I have a dataframe, in which one of the columns contains strings, separated by commas. I was wondering if there is an efficient way to make these comma-separated values into new column headers, and make these new column values binary if they were part of the original row.

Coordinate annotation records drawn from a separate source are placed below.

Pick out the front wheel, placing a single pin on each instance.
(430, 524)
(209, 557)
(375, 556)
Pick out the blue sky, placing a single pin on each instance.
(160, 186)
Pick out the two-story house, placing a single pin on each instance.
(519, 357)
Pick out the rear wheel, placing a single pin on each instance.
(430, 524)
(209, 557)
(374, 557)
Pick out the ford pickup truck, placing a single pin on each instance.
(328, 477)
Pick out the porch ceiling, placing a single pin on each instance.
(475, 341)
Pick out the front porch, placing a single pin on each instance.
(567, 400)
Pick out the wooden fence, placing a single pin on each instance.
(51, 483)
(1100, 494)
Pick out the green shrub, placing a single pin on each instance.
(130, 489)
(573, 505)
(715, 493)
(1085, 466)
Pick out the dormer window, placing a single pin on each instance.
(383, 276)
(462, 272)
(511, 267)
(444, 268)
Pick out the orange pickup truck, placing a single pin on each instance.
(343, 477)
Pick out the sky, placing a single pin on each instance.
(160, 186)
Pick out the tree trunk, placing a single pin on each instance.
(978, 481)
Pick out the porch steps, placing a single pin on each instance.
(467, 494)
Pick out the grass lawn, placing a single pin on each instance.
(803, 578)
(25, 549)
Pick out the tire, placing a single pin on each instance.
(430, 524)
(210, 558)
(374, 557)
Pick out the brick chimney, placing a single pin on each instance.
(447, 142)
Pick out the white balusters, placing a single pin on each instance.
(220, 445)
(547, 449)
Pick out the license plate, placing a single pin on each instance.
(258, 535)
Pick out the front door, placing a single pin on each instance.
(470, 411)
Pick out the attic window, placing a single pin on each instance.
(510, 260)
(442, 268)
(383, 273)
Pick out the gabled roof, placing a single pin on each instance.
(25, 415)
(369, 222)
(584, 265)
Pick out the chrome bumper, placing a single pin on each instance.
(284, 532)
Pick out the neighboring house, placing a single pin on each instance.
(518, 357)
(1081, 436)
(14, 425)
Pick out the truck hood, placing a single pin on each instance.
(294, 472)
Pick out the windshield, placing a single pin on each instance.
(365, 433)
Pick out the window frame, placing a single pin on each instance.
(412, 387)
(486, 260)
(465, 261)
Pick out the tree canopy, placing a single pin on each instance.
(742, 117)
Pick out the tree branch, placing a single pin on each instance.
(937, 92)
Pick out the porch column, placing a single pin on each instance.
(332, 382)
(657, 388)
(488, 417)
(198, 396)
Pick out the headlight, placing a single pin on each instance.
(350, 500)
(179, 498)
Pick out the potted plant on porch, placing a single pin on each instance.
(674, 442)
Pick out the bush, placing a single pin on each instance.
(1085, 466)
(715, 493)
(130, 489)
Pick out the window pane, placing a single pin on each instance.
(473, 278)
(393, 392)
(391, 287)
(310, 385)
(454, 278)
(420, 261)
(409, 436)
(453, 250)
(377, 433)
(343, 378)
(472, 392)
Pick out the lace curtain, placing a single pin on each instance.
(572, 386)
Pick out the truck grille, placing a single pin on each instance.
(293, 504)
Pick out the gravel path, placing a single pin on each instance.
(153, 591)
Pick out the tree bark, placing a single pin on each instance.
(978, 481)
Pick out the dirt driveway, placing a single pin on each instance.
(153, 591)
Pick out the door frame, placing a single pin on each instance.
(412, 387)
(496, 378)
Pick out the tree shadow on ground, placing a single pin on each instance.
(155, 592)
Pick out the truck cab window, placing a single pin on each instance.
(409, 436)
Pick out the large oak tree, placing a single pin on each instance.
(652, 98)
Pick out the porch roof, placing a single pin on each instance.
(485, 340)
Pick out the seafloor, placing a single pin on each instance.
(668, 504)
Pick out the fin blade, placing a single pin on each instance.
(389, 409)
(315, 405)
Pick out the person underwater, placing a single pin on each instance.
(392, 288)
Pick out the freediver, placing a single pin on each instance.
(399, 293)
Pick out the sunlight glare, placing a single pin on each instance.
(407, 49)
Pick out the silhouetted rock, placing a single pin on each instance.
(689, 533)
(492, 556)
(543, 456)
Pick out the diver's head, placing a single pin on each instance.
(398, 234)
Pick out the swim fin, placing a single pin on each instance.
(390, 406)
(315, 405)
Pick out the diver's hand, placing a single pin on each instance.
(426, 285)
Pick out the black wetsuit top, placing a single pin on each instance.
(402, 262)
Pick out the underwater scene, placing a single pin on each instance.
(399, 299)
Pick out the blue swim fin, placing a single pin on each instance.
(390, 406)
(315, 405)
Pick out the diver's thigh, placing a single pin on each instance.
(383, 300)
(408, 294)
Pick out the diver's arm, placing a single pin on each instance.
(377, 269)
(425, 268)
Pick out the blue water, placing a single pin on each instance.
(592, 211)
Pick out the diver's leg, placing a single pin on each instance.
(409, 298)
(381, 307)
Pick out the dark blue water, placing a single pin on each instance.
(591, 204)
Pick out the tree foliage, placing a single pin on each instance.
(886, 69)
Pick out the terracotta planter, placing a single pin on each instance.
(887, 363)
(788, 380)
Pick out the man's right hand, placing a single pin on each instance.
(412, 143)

A sample of my data can be reproduced below:
data <- structure(list(id = c(6901257L, 6304928L, 7919400L), amenities =
c("Wireless Internet,Air conditioning,Kitchen,Heating,Family/kid
friendly,Essentials,Hair dryer,Iron,translation missing:
en.hosting_amenity_50", "Wireless Internet,Air
conditioning,Kitchen,Heating,Family/kid friendly,Washer,Dryer,Smoke
detector,Fire extinguisher,Essentials,Shampoo,Hangers,Hair
dryer,Iron,translation missing: en.hosting_amenity_50", "TV,Cable
TV,Wireless Internet,Air
conditioning,Kitchen,Breakfast,Buzzer/wireless
intercom,Heating,Family/kid friendly,Smoke detector,Carbon monoxide
detector,Fire extinguisher,Essentials,Shampoo,Hangers,Hair
dryer,Iron,Laptop friendly workspace,translation missing:
en.hosting_amenity_50" )), .Names = c("id", "amenities"), class =
"data.frame", row.names = c(NA, 3L))
I have an inefficient way of producing my results, which is to make the data into a long format, and then use dcast in reshape2. This inefficient method can be reproduced by:
data.long <- data %>%
mutate(amenities = strsplit(as.character(amenities), ",")) %>%
unnest(amenities)
data.long$amenities.value <- 1
data.wide <- reshape2::dcast(data.long, id ~ amenities, value.var =
"amenities.value") #desired result
Is there a more efficient way to get the desired result from the original data structure?